君
天界の秘義5044
「牢屋の君[長]」。これは試練の状態において支配している真理を意味していることは以下から明白である、即ち、『君[長]』の意義は主要な[第一義的な]真理であり、かくて支配している真理であり―そのことについては間もなく述べよう―『牢屋』の意義は誤謬の剥奪であり、従って試練である(そのことについては前の5038、5039、5043番を参照)。試練の状態において支配している真理により意味されていることを先ず述べなくてはならない。試練の中にいる凡ての者のもとには主から真理が流れ入り、それが諸々の思いを支配し、治め、試練を受けている者たちが疑惑に陥り、絶望にすら陥る時、その者たちを支えるのである。この支配している真理はその真理であり、また彼らが聖言から、または教義から学んで彼ら自身の中に確認したような真理である。実際そのような時他の真理もまた思い出されはするが、しかしそれは内部を支配はしないのである。
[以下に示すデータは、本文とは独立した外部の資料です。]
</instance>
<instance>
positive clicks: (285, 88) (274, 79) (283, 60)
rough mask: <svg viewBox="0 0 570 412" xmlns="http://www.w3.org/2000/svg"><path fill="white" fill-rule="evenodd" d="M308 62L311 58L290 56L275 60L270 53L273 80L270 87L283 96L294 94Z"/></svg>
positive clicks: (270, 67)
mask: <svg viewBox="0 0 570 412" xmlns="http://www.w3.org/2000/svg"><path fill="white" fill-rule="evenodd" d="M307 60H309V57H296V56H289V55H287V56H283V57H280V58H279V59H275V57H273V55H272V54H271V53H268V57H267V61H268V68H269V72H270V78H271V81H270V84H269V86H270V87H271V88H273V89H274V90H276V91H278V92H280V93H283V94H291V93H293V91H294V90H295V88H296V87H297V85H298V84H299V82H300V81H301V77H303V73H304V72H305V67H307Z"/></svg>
時としてその支配する真理は理解の前に明白に示されはしないで、曖昧に隠れてはいるが、それでも依然支配しているのである、なぜなら主の神的なものはその中に流れ入って、心の内部をその中に留めており、それでそれが光の中へ入ってくると、試練を受けているその人物は慰めを受け、苦痛を和らげられるからである。
天界の秘義6766
「彼は言った、たれがあなたを私たちを治める人、君、裁判官としましたか」。 これは、彼が未だ教会の中の紛争を解決するほどに信仰の諸真理において進んでいないことを認めたことを意味していることは以下から明白である、即ち、『彼は言った』は認識であり(このことについては前に再三述べた)、『人、君』の意義は主要な諸真理の中にいる者であり、かくて真理の教義において著しく明るくされている者である。こうした者が表象的な教会では『君』により意味されたのであり、従って『たれがあなたを人に、君にしたか』という言葉により、彼は教会の諸真理において未だそれ程進んではいなかったことが意味されているのである(『君』は主要な真理の中にいる者であることについては、5044番を参照)。そして『裁判官』の意義は論争、または紛争を解決する者であり、ここでは教会内の紛争を解決する者である、なぜならそれは教会に属している者たちを意味している二人のヘブル人の間の紛争であるからである。
天界の秘義6766〔2〕
最高の意義では取扱われている主題は主の人間的なものにおける律法の神的なものの初めのものであったのであるが、今や取扱われている主題はこの律法の進展である、しかし内意では今取扱われている主題は再生しつつある人間における神的な真理の進展である。この進展はその人間が初めて誤謬と真理とを識別することが出来るといったものである、なぜなら彼は彼がその中にいるところの真理から誤謬を、それが対立したものであるため、認めることが出来るが、しかしこの最初の時には教会内の信仰の諸真理の間の紛争を解決することは出来ないのであり、そのことを為すことが出来るためには、彼は更に進歩しなければならないからである、なぜなら人間は継続して明るくされるからである。このことは青年や若い人たちから非常に明白である、彼らはその教会の教義的なものが真理そのものであると信じ、そこから誤謬について判断を下しはするが、未だ教会内の信仰の色々な問題の間の紛争〔相違〕を解決することは出来ないのであり、この才能は徐々に生れてくるのである、それでそのことが出来る人間は更に年齢も進んで、その理解の内部が明るくされていなければならないのである。
天界の秘義8314
『君』は基本的な事柄を意味して、信仰の諸真理について述べられているが、『長』は主要な事柄を意味して、愛の善について述べられているのである。その対立した意義では、『君』は信仰の誤謬について述べられ、『長』は愛の悪について述べられているのである。